The funny thing is, looking back, none of this was celebrity wellness dramatic. No surgery No program branded. No announcement. Just an Atkins book and a trainer who allegedly didn’t want to take it easy on him. The weight fell off through the sort of persistent, repetitive, unglamorous work that rarely makes headlines. It was the before and after that many saw the leaner, noticeably more muscular version of Hannity that showed up on TV later.
But the narrative didn’t end so clean. It seldom does. The early years of the Trump administration were marked by a different kind of pressure. According to accounts in several insider books, Hannity was functioning as something like an informal adviser, receiving frequent late night calls from the president at the time and living inside an unusually compressed orbit of power. At least the people around him could see the stress. His weight began to creep back up. He reportedly took up vaping. This is a familiar pattern to anyone who has ever tried to maintain a fitness regimen at a prolonged professional intensity. Discipline seems to hold until the pressure reaches a particular pitch, and then it doesn’t.
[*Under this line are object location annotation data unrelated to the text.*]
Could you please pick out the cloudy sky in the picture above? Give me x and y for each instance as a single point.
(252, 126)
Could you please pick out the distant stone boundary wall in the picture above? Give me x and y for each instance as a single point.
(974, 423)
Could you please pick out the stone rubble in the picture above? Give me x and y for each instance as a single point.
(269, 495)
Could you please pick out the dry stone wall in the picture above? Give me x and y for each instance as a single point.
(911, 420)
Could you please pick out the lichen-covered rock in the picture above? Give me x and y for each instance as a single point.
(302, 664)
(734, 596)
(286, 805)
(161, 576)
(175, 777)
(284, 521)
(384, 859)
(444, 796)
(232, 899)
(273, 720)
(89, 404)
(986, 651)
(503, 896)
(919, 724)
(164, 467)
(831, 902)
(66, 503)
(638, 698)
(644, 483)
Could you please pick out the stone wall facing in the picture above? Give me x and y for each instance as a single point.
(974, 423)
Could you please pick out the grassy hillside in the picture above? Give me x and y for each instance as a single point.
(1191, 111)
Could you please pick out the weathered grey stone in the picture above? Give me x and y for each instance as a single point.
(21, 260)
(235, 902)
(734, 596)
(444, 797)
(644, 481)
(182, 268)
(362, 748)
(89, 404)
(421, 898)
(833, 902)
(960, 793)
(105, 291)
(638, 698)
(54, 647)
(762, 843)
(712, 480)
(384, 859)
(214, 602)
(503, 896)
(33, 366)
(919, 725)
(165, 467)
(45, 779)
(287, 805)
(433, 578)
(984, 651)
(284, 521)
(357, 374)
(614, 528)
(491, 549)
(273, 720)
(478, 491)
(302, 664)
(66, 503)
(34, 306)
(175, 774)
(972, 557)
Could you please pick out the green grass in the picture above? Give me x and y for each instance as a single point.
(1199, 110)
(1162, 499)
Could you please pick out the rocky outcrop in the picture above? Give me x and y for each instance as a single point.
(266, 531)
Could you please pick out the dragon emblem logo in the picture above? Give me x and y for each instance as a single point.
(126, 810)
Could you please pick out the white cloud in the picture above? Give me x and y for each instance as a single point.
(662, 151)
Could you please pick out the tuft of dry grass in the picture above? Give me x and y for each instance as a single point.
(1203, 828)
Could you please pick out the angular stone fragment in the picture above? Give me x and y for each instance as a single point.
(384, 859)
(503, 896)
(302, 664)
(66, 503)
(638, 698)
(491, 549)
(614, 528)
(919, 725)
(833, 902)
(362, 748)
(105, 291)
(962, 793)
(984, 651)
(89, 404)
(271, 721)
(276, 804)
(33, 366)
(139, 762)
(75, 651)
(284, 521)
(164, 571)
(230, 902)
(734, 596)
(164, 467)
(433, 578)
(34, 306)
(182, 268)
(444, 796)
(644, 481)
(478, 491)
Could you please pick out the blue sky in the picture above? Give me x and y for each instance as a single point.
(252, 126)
By 2021 he was talking about it openly again. In an interview with a prominent UK outlet he called his weekday regimen “living like a Marine” early starts, hour and a half workouts, bare fisted practice on heavy bags, grappling rounds, kempo combos. He added almost in passing that he had fractured several fingers while training.
Listening to him describe these sessions, there’s a sense that the physical torture is at least part of the goal. He has talked about carrying firearms due to threats from his criticism, and about training for scenarios including chokes, gun to the temple that most people would consider entirely imaginary. Whether one agrees with his politics or not, the commitment to physical readiness feels genuine, not fake.
Then came 2026, and a different scrutiny. Fans watching Hannity’s on location broadcasts started noting on how different he looked, his skin more stretched, his features altered, something amiss in ways that were impossible to pinpoint precisely, during a presidential trip to China in May. Clips were handed out. Speculation mounted.
By June, when the live footage of New York primary results came, the commentary was more intense: his face looked more puffier, his voice was raspy and sluggish, and social media did what social media does. Comparisons varied from comic characters to global collapse. A guest presenter on a late night show made the apparent joke. It generated, as such things occasionally do, significantly more online traffic than the actual election coverage did.
Hannity’s answer, given on radio and social media, was medical and detailed. Training had left him with a pinched nerve in his neck. His doctor put him on prednisone a corticosteroid used to relieve inflammation. He had opposed it at first, describing the medicine as something that flushes the face, makes you hungry, and basically makes you puffy in all the ways a broadcaster would want not to be puffy. Eventually he surrendered, as staff noted his voice was fading before critical interviews.
The consequences that came with the moon face, the raspiness, the water retention are well known as common side effects of short term corticosteroid use. Hannity recognized them openly and went on, adding with some dry humor that the entire affair had received more public attention than much of what he considers his genuine professional legacy.
It’s tough to miss the throughline between all of this. From the golf photo to the Atkins conversion to the stress gains and the prednisone puffiness, the Sean Hannity weight narrative is less a story of failure or success than one of ongoing management. Maintenance work that doesn’t end, that requires resetting after weekends or stressful periods or, apparently, prescribed medication. He has remarked that when his weight creeps back up, he goes back to the same protocols: decrease the carbs, get back in the gym, go again. They’re ugly. It works, until it doesn’t, and he does it again.